SureChEMBL - Chemical Structure Information in Patents

11 Dec 2013

Today we have announced that we are taking over the running of the SureChem system from Digital Science. We have renamed this SureChEMBL to reflect the history and provenance of the technology and engineering, but also to align it with it's new home and future, we like the name, and hope you do. We are delighted that this has happened - Nicko and the team at Digital Science have been great, and the more we have dug in to how it works, the more we have appreciated the design and vision that they had.

If there is one consistent piece of feedback we get about ChEMBL it is in encouraging us to add patent data to what we do. So now we have, but because the data from patents is different in detail from that reported in the published literature, we will keep the databases separate, but closely integrated.

For those of you that are already SureChem users you will be familiar with the functionality and how it works; but for those that weren't SureChEMBL takes feeds of full text patents, identifies chemical objects from either the in-line text or from images and adds 2-D chemical structures. This is then loaded into a database and is searchable by chemical structure, so you can do substructure, similarity searching and so forth - all the good things you'd expect from a chemical database. This chemical search functionality is unavailable from the public, published patent documents, and is really essential for anyone seriously using the patent literature.

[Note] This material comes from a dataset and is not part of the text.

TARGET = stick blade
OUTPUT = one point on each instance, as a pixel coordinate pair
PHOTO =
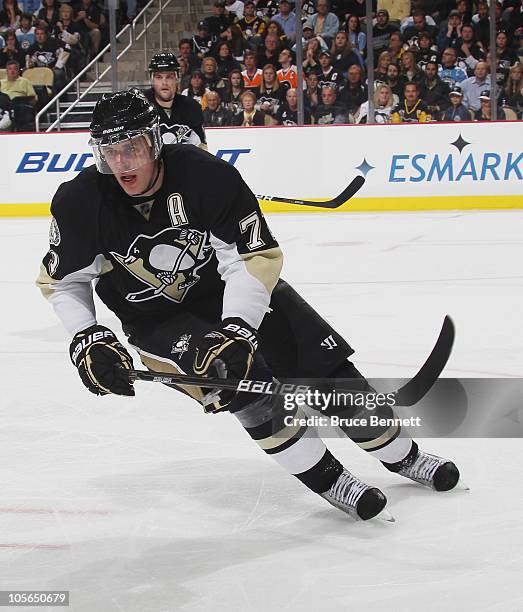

Oh, and the system does this live, so as patents are published, they are processed and added to the system - the delay between publication and structures being available in SureChEMBL is about a day when converted from text, and a few days when converted from image sources.

SureChEMBL is hosted on the cloud - it's quite a complicated AWS solution, and it will take a few months for us to assume complete control of all the various parts, and, importantly keep things running smoothly behind the scenes, so the continuous access to fresh patent data is maintained.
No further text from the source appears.